The Ministry of Education and Science (Кыргыз Республикасынын Билим берүү жана илим министрлиги, Министерство образования и науки Киргизской Республики) of Kyrgyzstan is the ministry of the Cabinet of Ministers of the Kyrgyz Republic charged with regulating and promoting the educational and scientific work in the country. The ministry is the main governmental authority overseeing the quality of education, the acquisition of knowledge by students, and the development of a comprehensive national education system. As the direct successor of the People's Commissariat of Education of the Kirghiz Autonomous Socialist Soviet Republic, established in 1927, the ministry is one of the oldest state institutions of Kyrgyzstan.

== History ==
=== Soviet period ===
Between 1927 and 1930, Kyrgyz linguist, politician and poet Kasym Tynystanov served as the first Commissar of Education of the Kirghiz Autonomous Socialist Soviet Republic and head of the committee for the creation of the new Kyrgyz Alphabet during the period of latinisation in the Soviet Union. At the time, wider project of national delimitation in the Soviet Union led to the promotion of the establishment of modern state institutions and the local system of education in national written languages in Soviet Central Asia.

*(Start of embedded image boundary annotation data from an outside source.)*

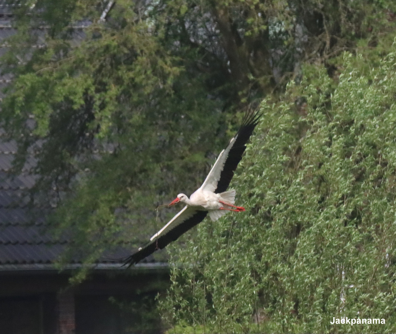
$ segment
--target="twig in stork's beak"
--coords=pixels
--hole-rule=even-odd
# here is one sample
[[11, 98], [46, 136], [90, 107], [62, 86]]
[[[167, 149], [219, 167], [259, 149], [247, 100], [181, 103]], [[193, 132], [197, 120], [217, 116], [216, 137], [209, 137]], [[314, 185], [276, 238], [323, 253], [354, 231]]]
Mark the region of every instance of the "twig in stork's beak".
[[178, 197], [177, 197], [174, 200], [173, 200], [169, 204], [168, 204], [168, 207], [171, 206], [171, 205], [174, 205], [176, 203], [180, 202], [180, 199]]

=== Since independence ===
When Kyrgyzstan declared its independence on 31 August 1991 at the time of the dissolution of the Soviet Union, the newly independent state introduced its first new Education Law of the Kyrgyz Republic on 16 December 1992. The new law tasked the ministry with the responsibility to form and supervise the education policy of the country.

In 2009 the ministry introduced Bologna Process reform which in subsequent years led all public universities in the country to introduce standardized and internationally comparable division of educational qualifications into bachelor's and master's degree structure and a credit-hour based system. In 2012 the country introduced Education Development Strategy 2020 with the ambition to reform the overall management and to rationalise the financing of the education sector in the country.